The crowd still watched from a safe distance, and they all seemed to hold their breath as he pointed at her. “She is mine,” he snarled. “Any who touches her again will face my wrath. I will not stop at merely killing you, for that is a mercy. The next person to touch her, I will drain dry. Slowly. In front of all your loved ones, as I make them watch you die in front of them. Do you hear me?”

She could hear the sounds of dragonfly wings as they returned after the tussle. The fluttering sound vibrated next to her ears. The faint burble of the moors behind her, and the chuff of a kelpie who had been drawn by the scent of blood. It was all there, but not a single sound of human life. Not even a moan from the people he’d harmed because he’d killed them so quickly.

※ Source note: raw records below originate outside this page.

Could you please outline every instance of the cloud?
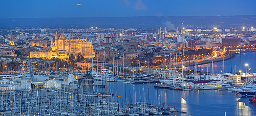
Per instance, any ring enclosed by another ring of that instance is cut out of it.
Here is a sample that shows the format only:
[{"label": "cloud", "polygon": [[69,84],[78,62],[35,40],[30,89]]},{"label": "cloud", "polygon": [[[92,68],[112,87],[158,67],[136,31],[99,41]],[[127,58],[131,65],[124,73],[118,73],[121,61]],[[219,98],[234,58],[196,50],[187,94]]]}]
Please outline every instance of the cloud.
[{"label": "cloud", "polygon": [[121,4],[125,5],[126,6],[129,6],[131,4],[131,0],[119,0]]},{"label": "cloud", "polygon": [[173,29],[175,28],[175,27],[174,27],[174,24],[172,24],[170,21],[169,21],[168,20],[166,20],[166,22],[163,22],[163,24],[164,24],[169,29]]},{"label": "cloud", "polygon": [[156,15],[158,17],[161,17],[162,15],[163,15],[163,13],[162,12],[158,12],[156,13]]},{"label": "cloud", "polygon": [[142,0],[137,0],[135,2],[135,5],[133,6],[133,8],[137,11],[146,10],[147,7],[143,3]]}]

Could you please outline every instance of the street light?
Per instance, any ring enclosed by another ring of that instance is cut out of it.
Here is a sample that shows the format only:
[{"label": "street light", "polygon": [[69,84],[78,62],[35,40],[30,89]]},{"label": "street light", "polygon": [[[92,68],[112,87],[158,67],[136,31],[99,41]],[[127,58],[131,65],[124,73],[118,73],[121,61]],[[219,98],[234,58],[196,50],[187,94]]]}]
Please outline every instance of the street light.
[{"label": "street light", "polygon": [[[246,69],[246,72],[247,72],[248,74],[249,65],[248,65],[248,64],[245,64],[245,66],[247,67],[247,69]],[[245,72],[245,76],[246,76],[246,72]]]}]

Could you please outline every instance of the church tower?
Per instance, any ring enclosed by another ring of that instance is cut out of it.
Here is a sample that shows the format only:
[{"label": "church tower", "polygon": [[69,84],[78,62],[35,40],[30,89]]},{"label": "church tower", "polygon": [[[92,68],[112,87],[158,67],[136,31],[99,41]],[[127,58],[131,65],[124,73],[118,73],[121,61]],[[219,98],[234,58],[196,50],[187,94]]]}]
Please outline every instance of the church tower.
[{"label": "church tower", "polygon": [[11,45],[15,45],[14,41],[13,40],[13,35],[12,35],[12,32],[11,32],[11,39],[10,40],[9,44]]}]

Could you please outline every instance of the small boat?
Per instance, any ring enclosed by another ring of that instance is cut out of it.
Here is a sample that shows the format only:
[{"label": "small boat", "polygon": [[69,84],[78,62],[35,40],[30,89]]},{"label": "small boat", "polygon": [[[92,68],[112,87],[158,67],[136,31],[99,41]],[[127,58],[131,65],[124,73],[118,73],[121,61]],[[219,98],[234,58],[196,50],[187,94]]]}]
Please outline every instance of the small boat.
[{"label": "small boat", "polygon": [[154,87],[155,88],[165,89],[165,88],[169,88],[170,86],[164,84],[160,84],[160,85],[155,84],[154,85]]},{"label": "small boat", "polygon": [[256,103],[256,95],[254,95],[253,98],[249,100],[251,103]]},{"label": "small boat", "polygon": [[256,90],[252,90],[250,91],[244,91],[242,92],[238,92],[239,94],[242,95],[243,96],[254,96],[256,94]]}]

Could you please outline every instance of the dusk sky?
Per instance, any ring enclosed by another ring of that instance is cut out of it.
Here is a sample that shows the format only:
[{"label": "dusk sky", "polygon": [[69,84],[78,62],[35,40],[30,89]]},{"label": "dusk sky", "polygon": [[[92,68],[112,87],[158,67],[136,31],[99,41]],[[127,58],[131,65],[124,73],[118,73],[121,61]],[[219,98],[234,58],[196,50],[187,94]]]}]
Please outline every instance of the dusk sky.
[{"label": "dusk sky", "polygon": [[256,1],[2,1],[0,18],[255,15]]}]

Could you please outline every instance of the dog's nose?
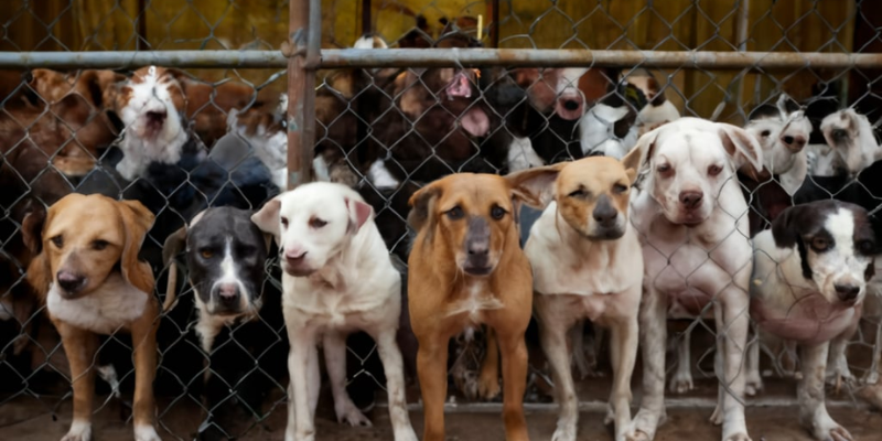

She started shaking. Her fingers wouldn’t stop moving, twitching, and then her hands followed like she didn’t know where to put them because that river of blood was coming closer to her. Katherine wanted to move away from it, but that would put her right in the moors. The creatures behind her had already been drawn to the scent of blood.

Blood that she’d spit into the water herself. Blood that her own people had drawn because she had dared to have feelings for this man who had been the only one to step in and save her.

But he’d done so much.

Eyes wide, heart thundering, she lifted her head to see that no one was offering to help her now either. They didn’t care. They just stared at two people they believed to be monsters.

Perhaps she should have hated them for that. Katherine wished she could get angry at someone, but the only person at fault was her.

She had started all this. She’d turned her town’s life upside down, and she’d changed Gluttony, too. And she wouldn’t apologize for any of it. She was sorry they were all hurting, but sometimes it hurt to do the right thing.

“Do you hear me?” Gluttony snarled, his voice pitched low and deep. His gaze sliced through the crowd one last time, so loud he made people flinch away from him.

Even the strangers seemed to back away. But not before Katherine saw the darkness in their eyes.

This wasn’t the end of their attacks against him. She feared it might be just the beginning.